Kölsche Geschichte: Von Maladen zu Melaten

Einst als kleine beschauliche Begräbnisstätte geplant, ist Melaten heute ein Friedhof mit 43,5 Hektar Größe – das sind 60 Fußballplätze. Bis heute gibt es 55 000 Gräber. Und ganz viel Grün, hohe Bäume, die ebenso alt sind wie die Verstorbenen, denen sie Schutz vor Regen und sengender Hitze geben. Doch Melaten ist noch mehr – es ist ein Stück Stadtgeschichte Kölns.

Wir treffen uns um 11 Uhr am Haupteingang des Friedhofs Melaten – einem der bekanntesten Friedhöfe in ganz Deutschland. Bekannt ist dieser Bestattungspark vor allem durch die vielen Prominenten, die hier im Laufe von Jahrhunderten ihre letzte Ruhestätte fanden.

Führung über Kölner Melaten-Friedhof

Dr. Birgit Deckers, von Haus aus studierte Geographin, ist Gästeführerin von Regio Colonia. Freundlich begrüßt sie ihren Kollegen Hartmut „Harry“ Kramer. Auch dieser echt kölsche Jung und Kommandant der Treuen Husaren führt eine interessierte Schar Friedhofswanderer für sein Kölngeflüster über die 43,5 Hektar riesige Anlage zwischen der Aachener Straße, Oskar-Jäger-Straße, Melatengürtel und Weinsbergstraße.

Fast ehrfürchtig stehen Besucher umhüllt von sattem Grün der Tausenden von Bäumen und Sträuchern plötzlich mittendrin in lebendiger Kölner Geschichte aus mehreren Jahrhunderten. Wir stehen am Anfang einer mehr als zweistündigen Führung. Denn schon die Entstehungsgeschichte von Melaten ist spannend und eine Erinnerung an längst vergessene Geschichtsstunden.

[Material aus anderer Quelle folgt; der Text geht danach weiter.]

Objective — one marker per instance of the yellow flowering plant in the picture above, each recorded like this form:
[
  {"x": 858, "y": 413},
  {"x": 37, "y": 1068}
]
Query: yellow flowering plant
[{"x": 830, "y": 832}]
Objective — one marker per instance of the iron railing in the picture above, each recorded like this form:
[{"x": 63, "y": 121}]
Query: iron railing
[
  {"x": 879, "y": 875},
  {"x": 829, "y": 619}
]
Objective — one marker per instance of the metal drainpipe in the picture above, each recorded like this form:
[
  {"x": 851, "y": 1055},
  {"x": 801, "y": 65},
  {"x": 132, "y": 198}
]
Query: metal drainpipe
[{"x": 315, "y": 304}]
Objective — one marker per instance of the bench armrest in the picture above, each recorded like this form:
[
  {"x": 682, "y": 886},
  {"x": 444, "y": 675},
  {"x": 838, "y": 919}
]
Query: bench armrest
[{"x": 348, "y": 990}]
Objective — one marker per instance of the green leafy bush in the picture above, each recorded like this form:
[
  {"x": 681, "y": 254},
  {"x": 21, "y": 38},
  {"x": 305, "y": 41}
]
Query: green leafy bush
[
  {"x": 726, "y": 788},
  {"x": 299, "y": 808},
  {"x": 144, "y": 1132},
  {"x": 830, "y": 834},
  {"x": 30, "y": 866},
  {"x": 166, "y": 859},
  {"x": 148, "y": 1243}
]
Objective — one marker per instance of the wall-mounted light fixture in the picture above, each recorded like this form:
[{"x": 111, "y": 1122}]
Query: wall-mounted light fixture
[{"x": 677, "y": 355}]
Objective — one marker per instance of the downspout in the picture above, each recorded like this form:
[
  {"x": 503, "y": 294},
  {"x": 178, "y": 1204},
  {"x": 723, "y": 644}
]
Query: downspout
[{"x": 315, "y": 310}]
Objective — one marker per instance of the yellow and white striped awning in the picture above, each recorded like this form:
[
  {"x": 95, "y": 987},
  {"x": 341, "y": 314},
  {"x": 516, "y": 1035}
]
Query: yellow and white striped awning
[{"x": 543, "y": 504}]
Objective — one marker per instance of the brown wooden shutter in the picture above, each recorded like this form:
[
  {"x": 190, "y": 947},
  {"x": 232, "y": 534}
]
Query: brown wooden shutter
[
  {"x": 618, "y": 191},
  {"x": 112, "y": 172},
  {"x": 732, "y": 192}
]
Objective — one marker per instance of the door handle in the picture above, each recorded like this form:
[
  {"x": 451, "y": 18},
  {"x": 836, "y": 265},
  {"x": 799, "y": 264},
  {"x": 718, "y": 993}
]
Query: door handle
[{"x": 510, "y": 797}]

Napoleon entzieht Kirche Beerdigungsrecht

Im Mittelalter lagen die Friedhöfe rund um und in den Kirchen. Die Nähe zum Altar versprach auch Nähe zu Gott. Das ließ sich manch einer was kosten! Nur die ganz Betuchten konnten sich das leisten. Nicht immer jedoch waren die Gräber tief genug und der Verwesungsgeruch ging Geistlichen und Gottesdienst-Besuchern in die Nasen. Es waren die Reichen, die stanken und so mit „stinkreich“ waren.

Napoleon beendete diese Tradition 1804 mit dem Décret sur les sépultures – dem Dekret über die Begräbnisse und entzog der katholischen Kirche damit ihr Beerdigungsrecht. Von nun an mussten Friedhöfe außerhalb bewohnter Gebiete liegen.

Aus Leprosenheim entsteht Melaten

Die Stadt Köln ging auf die Suche nach einem geeigneten Ort. Sie erhielt Unterstützung von dem Universalgelehrten Franz Ferdinand Wallraff (1748-1824). Wallraff war tief verwurzelt in Köln und verbunden mit seiner Stadt, Professor für Naturgeschichte, Botanik und Ästhetik an der Universität Köln, Kommunalpolitiker und Kunstsammler.

„Heute würde man vermutlich sagen, Wallraf war ein Messi“, witzelt Dr. Birgit Deckers. Denn Wallraf sammelte alles, was er aus aufgelösten Sammlungen, geschlossenen Klöstern und Kirchen ergattern konnte und lagerte es in seiner Wohnung. Sehr bald schon zeigte sich dann dort ein recht beengtes Wohnverhältnis!

Doch Wallraf fand einen Platz für den neuen Friedhof der mittelalterlichen Metropole – das ehemalige Leprosenheim an der Aachener Straße. Und damit war auch schon der richtige Name gefunden. Aus Hof d’r Maladen (französisch malade: krank), dem Hof der Leprakranken, soll Melaten entstanden sein. Nach anderen Aussagen ging der Begriff aus dem lateinischen male habitus für Leprosorien (Lepra-Kranke) hervor.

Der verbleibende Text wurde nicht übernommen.